Case Studies

General motivation for dielectric elastomer actuators

Interfacing with internal organs such as the brain, heart and lungs require a different type of electronics. Stretchable electronics will allow devices to interface with these organs without damaging them or otherwise impeding the natural state of the body. In addition they need to be able to withstand high frequencies and high voltages. Existing stretchable conductors are mostly electronic conductors such as carbon grease, microcracked gold film, serpentine-shaped metallic wires, carbon nanotubes, graphene sheets or silver nanowires. These existing conductors struggle with high frequencies, high voltages, biocompatibility, transparency and conductivity while undergoing large areal expansions, all of which are key tasks towards interfacing with the human body. 

Case Study: Heart Shaped Dielectric Elastomer Actuator

As opposed to electronic conductors, many ionic conductors are biocompatible, are transparent and able to stay conductive at high areal expansions. Keplinger et al. (2013) designed a transparent large strain actuator consisting of a membrane of a dielectric elastomer sandwiched between two membranes of an electrolytic elastomer.

The team demonstrated this design by building a transparent heart shaped actuator using VHB 4910 tape as the dielectric and 100-um-thick polyacrylamide hydrogel containing NaCl as the electrolyte. The construction of the actuator is similar to the actuator described in this documentation. The dielectric was prestretched and attached to a rigid frame. Instead of carbon grease, the clear hydrogel is used for the active area.

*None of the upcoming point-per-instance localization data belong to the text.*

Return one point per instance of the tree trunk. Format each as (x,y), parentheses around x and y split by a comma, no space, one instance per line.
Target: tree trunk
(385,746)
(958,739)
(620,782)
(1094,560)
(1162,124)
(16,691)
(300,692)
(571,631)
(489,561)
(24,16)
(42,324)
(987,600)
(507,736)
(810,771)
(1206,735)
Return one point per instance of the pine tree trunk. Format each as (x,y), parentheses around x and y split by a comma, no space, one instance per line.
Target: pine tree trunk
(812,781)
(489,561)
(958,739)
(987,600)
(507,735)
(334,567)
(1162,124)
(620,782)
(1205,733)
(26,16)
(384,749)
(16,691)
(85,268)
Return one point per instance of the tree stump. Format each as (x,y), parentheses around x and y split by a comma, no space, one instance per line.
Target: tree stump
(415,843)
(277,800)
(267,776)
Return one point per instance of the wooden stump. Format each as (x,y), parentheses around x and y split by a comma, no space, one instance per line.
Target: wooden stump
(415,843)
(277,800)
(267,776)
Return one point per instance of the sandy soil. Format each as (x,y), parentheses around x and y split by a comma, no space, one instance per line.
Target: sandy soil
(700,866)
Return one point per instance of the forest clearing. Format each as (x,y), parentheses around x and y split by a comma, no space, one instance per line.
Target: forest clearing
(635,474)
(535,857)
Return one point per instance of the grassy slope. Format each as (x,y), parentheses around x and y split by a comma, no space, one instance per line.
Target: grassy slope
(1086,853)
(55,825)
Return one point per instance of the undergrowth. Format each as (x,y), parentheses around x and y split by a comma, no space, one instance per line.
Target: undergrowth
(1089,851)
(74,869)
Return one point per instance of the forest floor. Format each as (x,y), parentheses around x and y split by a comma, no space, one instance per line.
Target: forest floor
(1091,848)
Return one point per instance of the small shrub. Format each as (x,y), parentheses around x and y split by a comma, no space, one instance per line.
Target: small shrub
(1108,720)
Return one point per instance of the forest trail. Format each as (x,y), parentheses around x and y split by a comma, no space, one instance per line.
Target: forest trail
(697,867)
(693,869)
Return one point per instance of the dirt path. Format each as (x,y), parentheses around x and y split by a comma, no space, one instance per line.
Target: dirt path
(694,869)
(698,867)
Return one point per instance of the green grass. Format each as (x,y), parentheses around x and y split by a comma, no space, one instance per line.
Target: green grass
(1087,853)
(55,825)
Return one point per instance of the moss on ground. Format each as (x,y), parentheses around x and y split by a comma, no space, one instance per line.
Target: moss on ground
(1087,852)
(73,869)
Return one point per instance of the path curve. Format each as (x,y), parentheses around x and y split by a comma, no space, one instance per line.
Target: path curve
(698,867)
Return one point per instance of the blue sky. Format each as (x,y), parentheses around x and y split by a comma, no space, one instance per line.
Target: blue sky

The attached video shows the actuator in action:

dea_cs_vid_1.mov

Case Study: Transparent Loudspeaker

To show how dielectric elastomer actuators are able to function at very high frequencies, Kepplinger at al. (2013) built a transparent loudspeaker that produces sound across the entire audible range, from 20 Hz to 20 kHz. The loudspeaker was used to play audio from videos played on a laptop. The audio from the videos was fed to the loudspeaker as an analog voltage signal through a high voltage amplifier from the laptop's audio output. The resulting audio was recorded by a webcam's microphone and compared to the audio source. For one test that involved giving the loudspeaker a 20-s test signal of constant amplitude and a linear sine sweep from 20 Hz to 20 kHz, the loudspeaker was able to successfully reproduce the main signal, with some inconsistency coming from vibrations of the actuator's frame, which was not optimized and began vibrating at its resonance frequency.